A Brief History of Equality, by Thomas Piketty (Harvard University Press; 288 pp., $27.95). French economist Thomas Piketty has endeared himself to the global left’s vocal fanatics, including AOC and Bernie, here in America. His 2013 doorstopper, Capital in the Twenty-First Century, sold more than 2.2 million copies. We all have mammoth books sitting on our shelves that we mistakenly imagined we would plow through one day. I suspect Capital has remained unopened on many of those 2.2 million bookshelves. To accommodate today’s 280-character attention spans, his current work, A Brief History of Equality, summarizes Capital and two other titles. If less is indeed more, then Piketty’s latest proves that less can be a whole lot crazier, too.

After A Brief History of Equality gives the briefest history of equality, its bulk spells out Piketty’s—and AOC’s and Bernie’s—unrealistic agenda for our utopian future. Piketty never specifies whether “the development of the welfare state, progressive taxation, participative socialism, electoral and educational equality or the exit from neocolonialism” ranks as the most important “transformation” needed to get us to his heaven. It’s a screed; propose them all.

If you thought we already had progressive taxation, then either you don’t speak French or the book’s translator messed up. Piketty would prefer tax rates around 90 percent to fund an “inheritance for all.” Such windfalls would empower their beneficiaries to “reject certain job offers, buy an apartment, [or] engage in a personal project.” If you’ve ever met a wealthy heir, then you know his “personal projects” all too often include coke snorting, foreign sports-car demolition, and concubinage. But kudos to Piketty for suggesting we start taxing endowments and foundations, many of which harm the common good on a tax-advantaged basis.

Don’t underestimate the ambitious Frenchman’s reach.

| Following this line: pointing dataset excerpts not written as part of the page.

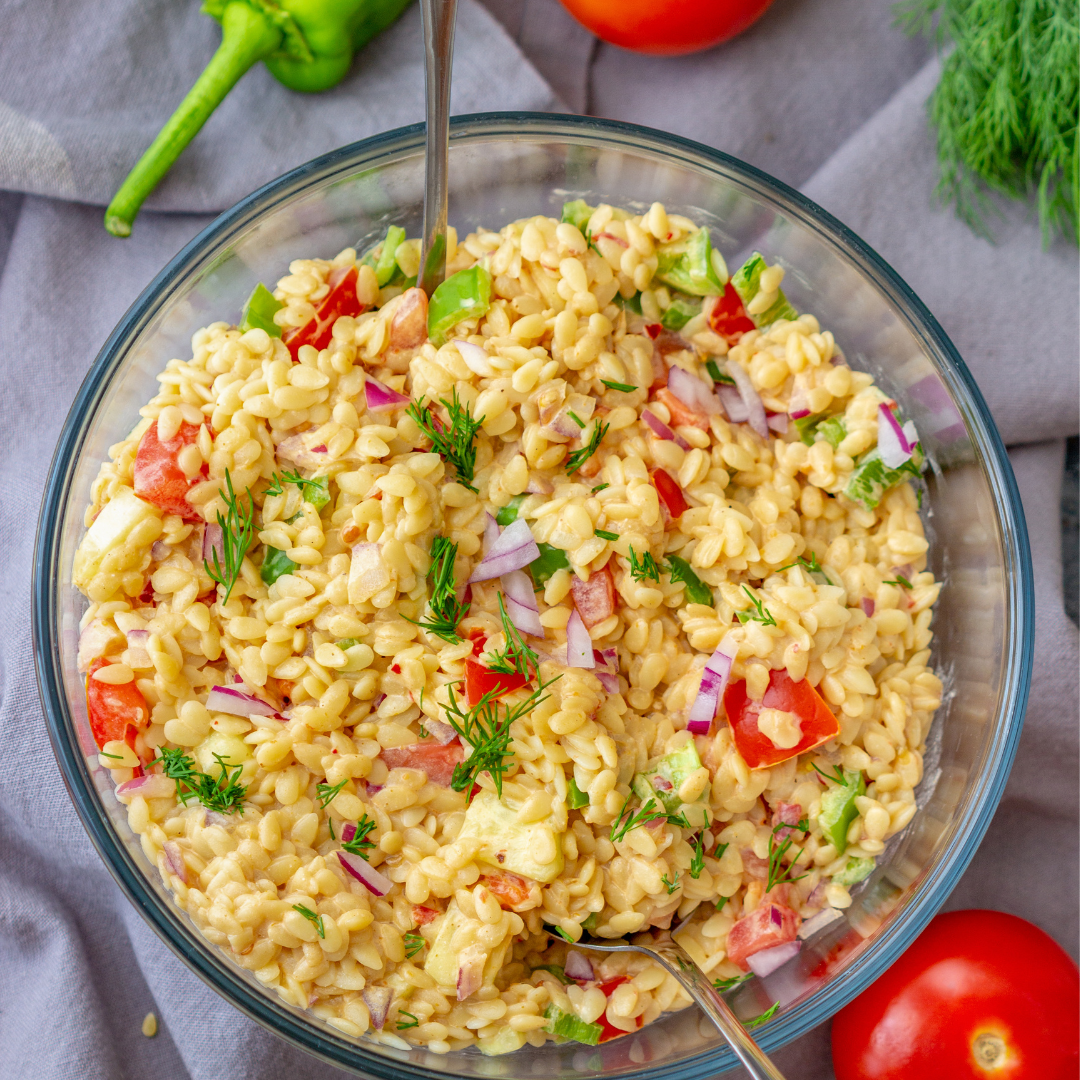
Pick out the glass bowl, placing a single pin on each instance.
(504, 166)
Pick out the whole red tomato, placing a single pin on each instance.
(665, 27)
(980, 996)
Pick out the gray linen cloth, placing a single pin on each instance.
(824, 94)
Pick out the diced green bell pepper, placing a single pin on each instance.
(463, 295)
(577, 798)
(838, 809)
(745, 282)
(551, 559)
(679, 312)
(856, 869)
(687, 265)
(508, 513)
(275, 564)
(568, 1026)
(873, 477)
(259, 311)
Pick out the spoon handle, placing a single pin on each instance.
(719, 1012)
(439, 17)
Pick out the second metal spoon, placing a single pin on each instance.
(676, 960)
(439, 17)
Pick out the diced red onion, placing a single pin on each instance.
(377, 999)
(732, 403)
(579, 967)
(513, 551)
(579, 645)
(227, 699)
(662, 431)
(363, 872)
(769, 959)
(381, 399)
(475, 358)
(751, 399)
(895, 443)
(522, 603)
(692, 392)
(151, 785)
(819, 921)
(174, 860)
(714, 682)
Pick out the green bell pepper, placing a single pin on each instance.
(307, 44)
(463, 295)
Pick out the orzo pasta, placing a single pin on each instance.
(589, 596)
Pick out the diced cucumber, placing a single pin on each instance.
(510, 845)
(873, 477)
(568, 1026)
(838, 809)
(687, 265)
(259, 311)
(745, 282)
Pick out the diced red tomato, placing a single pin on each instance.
(595, 597)
(432, 758)
(671, 494)
(421, 915)
(158, 476)
(818, 723)
(340, 300)
(115, 710)
(767, 926)
(510, 890)
(481, 680)
(680, 413)
(728, 316)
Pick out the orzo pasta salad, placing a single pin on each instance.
(586, 597)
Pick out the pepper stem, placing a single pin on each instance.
(247, 37)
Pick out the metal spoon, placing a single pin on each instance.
(677, 961)
(439, 17)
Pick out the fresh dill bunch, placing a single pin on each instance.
(446, 609)
(1006, 107)
(223, 794)
(455, 443)
(237, 527)
(579, 457)
(644, 568)
(516, 657)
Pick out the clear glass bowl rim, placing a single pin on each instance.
(166, 921)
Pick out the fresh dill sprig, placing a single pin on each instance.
(326, 793)
(238, 526)
(315, 920)
(779, 872)
(456, 444)
(446, 609)
(278, 482)
(485, 727)
(516, 657)
(764, 1018)
(644, 568)
(760, 613)
(628, 820)
(1006, 106)
(579, 457)
(360, 845)
(223, 794)
(401, 1025)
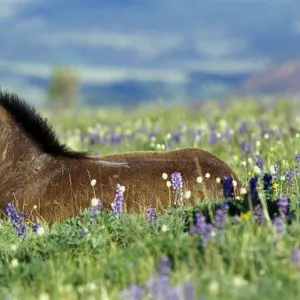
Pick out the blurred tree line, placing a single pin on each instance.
(63, 88)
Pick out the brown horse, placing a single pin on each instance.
(45, 179)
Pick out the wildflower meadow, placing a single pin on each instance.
(244, 246)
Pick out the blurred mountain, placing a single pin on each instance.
(133, 50)
(282, 79)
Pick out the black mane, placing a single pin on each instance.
(35, 126)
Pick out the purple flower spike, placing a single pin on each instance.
(150, 213)
(17, 219)
(259, 162)
(246, 147)
(278, 223)
(298, 157)
(220, 218)
(176, 182)
(118, 202)
(295, 256)
(258, 213)
(95, 209)
(228, 190)
(283, 203)
(200, 226)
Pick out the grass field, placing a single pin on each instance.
(244, 254)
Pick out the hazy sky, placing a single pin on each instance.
(113, 40)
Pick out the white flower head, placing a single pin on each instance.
(165, 176)
(41, 230)
(14, 263)
(272, 169)
(243, 191)
(94, 202)
(187, 194)
(13, 247)
(164, 228)
(199, 179)
(256, 170)
(214, 287)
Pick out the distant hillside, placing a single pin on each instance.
(281, 79)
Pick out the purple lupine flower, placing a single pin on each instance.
(246, 147)
(95, 209)
(202, 227)
(94, 138)
(220, 218)
(275, 171)
(298, 157)
(117, 205)
(289, 176)
(150, 213)
(228, 189)
(258, 213)
(259, 162)
(176, 182)
(225, 205)
(17, 219)
(253, 189)
(283, 203)
(295, 256)
(243, 129)
(212, 138)
(36, 226)
(279, 225)
(177, 137)
(164, 269)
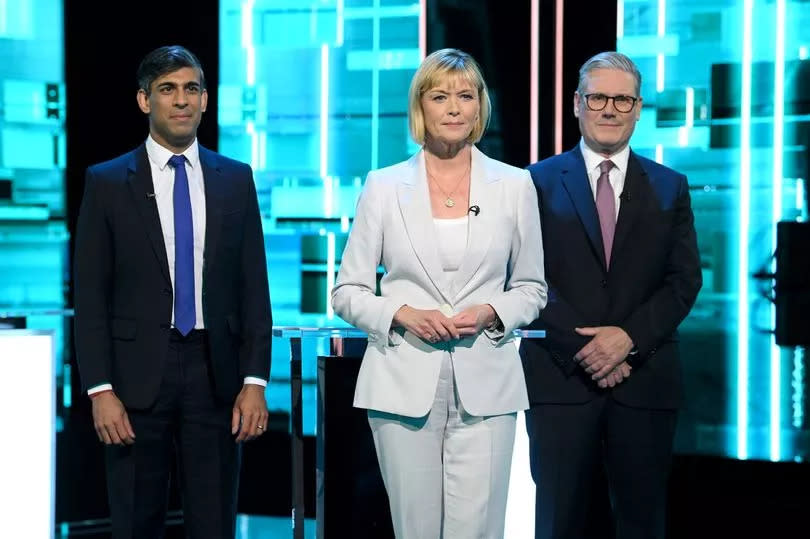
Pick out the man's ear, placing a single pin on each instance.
(143, 102)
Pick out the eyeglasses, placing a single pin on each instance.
(622, 103)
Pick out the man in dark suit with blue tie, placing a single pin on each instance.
(173, 324)
(623, 271)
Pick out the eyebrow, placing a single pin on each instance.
(437, 90)
(170, 84)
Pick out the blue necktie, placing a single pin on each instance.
(185, 312)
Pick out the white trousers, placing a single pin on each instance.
(446, 473)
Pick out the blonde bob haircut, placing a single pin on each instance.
(434, 70)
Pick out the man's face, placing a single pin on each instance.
(607, 131)
(175, 105)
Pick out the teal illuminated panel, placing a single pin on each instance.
(724, 88)
(313, 94)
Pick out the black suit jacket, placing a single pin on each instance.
(123, 298)
(652, 283)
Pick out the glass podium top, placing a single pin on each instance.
(354, 333)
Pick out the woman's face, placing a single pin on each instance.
(451, 110)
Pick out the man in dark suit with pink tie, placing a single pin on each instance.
(623, 271)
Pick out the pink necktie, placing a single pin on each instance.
(606, 207)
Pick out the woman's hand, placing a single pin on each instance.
(430, 325)
(474, 320)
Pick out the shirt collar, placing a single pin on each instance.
(593, 159)
(160, 155)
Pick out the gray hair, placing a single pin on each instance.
(608, 60)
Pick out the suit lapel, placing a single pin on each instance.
(483, 188)
(139, 177)
(575, 180)
(632, 201)
(215, 194)
(414, 204)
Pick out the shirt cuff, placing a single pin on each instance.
(99, 388)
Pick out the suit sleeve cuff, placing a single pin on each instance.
(98, 389)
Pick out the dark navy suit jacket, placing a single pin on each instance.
(123, 299)
(651, 285)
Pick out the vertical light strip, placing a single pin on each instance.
(534, 82)
(250, 129)
(662, 23)
(422, 29)
(375, 85)
(689, 120)
(3, 23)
(330, 273)
(558, 57)
(328, 195)
(778, 139)
(324, 110)
(340, 22)
(262, 149)
(690, 107)
(798, 396)
(743, 232)
(247, 42)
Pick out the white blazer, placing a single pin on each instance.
(503, 266)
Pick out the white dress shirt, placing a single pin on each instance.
(163, 183)
(451, 241)
(615, 176)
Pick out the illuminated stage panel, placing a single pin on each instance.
(27, 414)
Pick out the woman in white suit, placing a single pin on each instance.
(458, 235)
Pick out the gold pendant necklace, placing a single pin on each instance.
(448, 201)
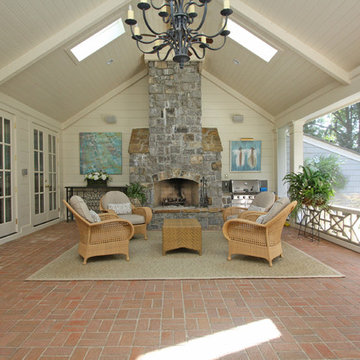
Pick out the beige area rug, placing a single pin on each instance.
(147, 262)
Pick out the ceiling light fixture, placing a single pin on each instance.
(180, 37)
(98, 40)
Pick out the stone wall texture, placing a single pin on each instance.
(176, 143)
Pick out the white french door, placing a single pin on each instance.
(45, 176)
(7, 211)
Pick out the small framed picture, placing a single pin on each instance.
(245, 155)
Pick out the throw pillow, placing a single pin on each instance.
(95, 216)
(79, 205)
(260, 219)
(256, 208)
(124, 208)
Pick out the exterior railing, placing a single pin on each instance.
(339, 222)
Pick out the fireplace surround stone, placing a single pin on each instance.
(176, 146)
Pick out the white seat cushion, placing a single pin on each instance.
(256, 208)
(275, 209)
(79, 205)
(95, 216)
(133, 218)
(121, 208)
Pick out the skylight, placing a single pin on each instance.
(98, 40)
(250, 41)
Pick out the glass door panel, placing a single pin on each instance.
(7, 218)
(45, 176)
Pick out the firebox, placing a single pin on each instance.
(176, 192)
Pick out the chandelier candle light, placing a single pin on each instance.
(180, 37)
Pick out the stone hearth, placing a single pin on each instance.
(176, 146)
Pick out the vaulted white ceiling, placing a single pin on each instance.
(318, 42)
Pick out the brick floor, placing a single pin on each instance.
(318, 318)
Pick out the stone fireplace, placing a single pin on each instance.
(172, 156)
(176, 192)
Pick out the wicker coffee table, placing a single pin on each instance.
(181, 233)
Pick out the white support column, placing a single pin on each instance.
(281, 161)
(296, 145)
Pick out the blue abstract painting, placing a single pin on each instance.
(101, 151)
(245, 155)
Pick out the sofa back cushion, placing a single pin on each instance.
(114, 197)
(121, 208)
(264, 200)
(279, 205)
(79, 205)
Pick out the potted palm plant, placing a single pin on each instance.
(315, 185)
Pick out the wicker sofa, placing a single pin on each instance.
(263, 200)
(111, 235)
(248, 237)
(117, 202)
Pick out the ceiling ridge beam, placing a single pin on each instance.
(304, 50)
(60, 38)
(238, 96)
(119, 89)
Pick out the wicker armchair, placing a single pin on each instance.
(109, 236)
(264, 200)
(140, 217)
(247, 237)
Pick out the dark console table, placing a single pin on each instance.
(91, 195)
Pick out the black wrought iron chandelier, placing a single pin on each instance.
(180, 37)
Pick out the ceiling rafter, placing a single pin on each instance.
(60, 38)
(292, 42)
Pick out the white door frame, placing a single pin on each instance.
(45, 195)
(8, 220)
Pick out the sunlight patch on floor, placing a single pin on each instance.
(211, 347)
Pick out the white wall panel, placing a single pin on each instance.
(217, 111)
(131, 109)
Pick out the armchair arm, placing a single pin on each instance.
(250, 215)
(145, 211)
(245, 231)
(111, 230)
(108, 215)
(232, 210)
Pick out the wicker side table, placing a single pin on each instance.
(181, 233)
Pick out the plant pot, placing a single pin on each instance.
(96, 183)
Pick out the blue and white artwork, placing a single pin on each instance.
(245, 155)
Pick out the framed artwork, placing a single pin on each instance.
(245, 155)
(100, 151)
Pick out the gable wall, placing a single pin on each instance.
(131, 111)
(23, 121)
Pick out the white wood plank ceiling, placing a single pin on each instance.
(318, 42)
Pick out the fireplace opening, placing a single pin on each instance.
(176, 192)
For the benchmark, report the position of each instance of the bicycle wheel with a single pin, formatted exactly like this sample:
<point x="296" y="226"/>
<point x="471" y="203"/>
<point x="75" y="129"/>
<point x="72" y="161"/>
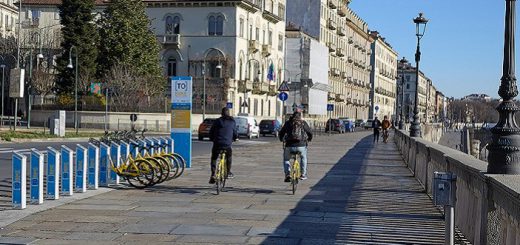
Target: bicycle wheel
<point x="181" y="164"/>
<point x="220" y="174"/>
<point x="145" y="177"/>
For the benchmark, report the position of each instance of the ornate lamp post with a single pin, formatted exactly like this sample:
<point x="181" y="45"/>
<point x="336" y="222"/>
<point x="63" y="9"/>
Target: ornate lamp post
<point x="70" y="66"/>
<point x="219" y="66"/>
<point x="420" y="22"/>
<point x="504" y="151"/>
<point x="400" y="99"/>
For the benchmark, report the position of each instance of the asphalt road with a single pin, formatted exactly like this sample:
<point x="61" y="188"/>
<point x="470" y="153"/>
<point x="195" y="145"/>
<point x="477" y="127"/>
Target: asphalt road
<point x="6" y="150"/>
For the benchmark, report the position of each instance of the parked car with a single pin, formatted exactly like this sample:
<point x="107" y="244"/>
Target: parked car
<point x="360" y="123"/>
<point x="247" y="126"/>
<point x="204" y="128"/>
<point x="368" y="124"/>
<point x="335" y="125"/>
<point x="271" y="127"/>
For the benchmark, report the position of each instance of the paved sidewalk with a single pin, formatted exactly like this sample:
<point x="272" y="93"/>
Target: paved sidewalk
<point x="357" y="193"/>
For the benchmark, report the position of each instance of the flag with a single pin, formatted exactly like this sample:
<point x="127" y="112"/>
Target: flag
<point x="270" y="73"/>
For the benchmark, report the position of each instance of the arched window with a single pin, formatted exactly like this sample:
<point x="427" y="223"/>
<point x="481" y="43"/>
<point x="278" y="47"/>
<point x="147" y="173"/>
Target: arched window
<point x="212" y="26"/>
<point x="176" y="24"/>
<point x="169" y="25"/>
<point x="220" y="26"/>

His revolutionary plans don’t honor borders. He believes poor countries should “receive part of the taxes paid by the planet’s multinationals and billionaires.” And those with a net worth over $10 million will fork over 2 percent of it each year to the deserving Global South. Why, you humbly ask? “Because the rich countries’ prosperity would not exist without the poor countries.” Displaced American factory workers can think about that one while they sit on hold for someone in the Philippines to answer their call to the local unemployment office.

(John Greenville)


American Exceptionalism: A New History of an Old Idea, by Ian Tyrrell (University of Chicago; 288 pp., $34.05). Australian historian Ian Tyrrell’s productivity shows no signs of slowing, even now in his second emeritus decade at the University of New South Wales. Building off his voluminous scholarship on temperance, missionaries, and empire, Tyrrell’s latest historiographical romp provides a concise history of American exceptionalism.

Opportunistic American leaders have abused, misunderstood, and exploited exceptionalism to support colonial expansion, foreign wars, and increased immigration. A deeper understanding of American exceptionalism—its historical roots, philosophical foundation, and religious underpinnings—will help Americans understand their place in the world and in history.

According to Tyrrell’s conclusion, “The United States is exceptional because a large majority of Americans have believed it to be so. They have been taught to think it is so.” Marxists originally used the phrase as a pejorative term to denote the United States’ escape from the class conflict besetting 19th-century Europe. Nowadays, educated minds are more likely to think of prolific sociologist Seymour Martin Lipset when they hear the concept cited. The broad-minded Lipset looked back further than the Marxists, all the way to the American Revolution, which he saw as “the foundation of national identity and exceptionalism.” Recognizing Lipset’s line in the sand, Tyrrell updates the story from the country’s revolutionary period.

American thinkers in the 19th century masterminded the exceptionalist ethos. Historian George Bancroft in 1891 defined the American creed as a “blend of egalitarianism, democracy, and nationalism.” Lyman Beecher could only imagine God’s provident hand behind the United States’ unlikely success. His daughters Catherine and Harriet, and many other women, promoted “exceptionalism via self-reform.”

Over time, Americans’ understanding of their exceptionalism moved from a religious basis to one of material abundance. The concept has persisted through “slavery, the Civil War, the upheavals of the 1890s and World War I.” Like scar tissue, it got stronger by existential crises. Unfortunately, scars also cripple. Madeleine Albright’s exceptionally stupid 1998 boast—“We see further than other countries into the future”—indicates scarring of the brain.

Readers may feel suffocated by page 207. A feeling of “exceptionalism is everything and everything is exceptionalism” pervades the text. Take a deep breath. Tyrrell’s erudition and wisdom, along with his deft harnessing of sources, outweighs the risk of asphyxiation.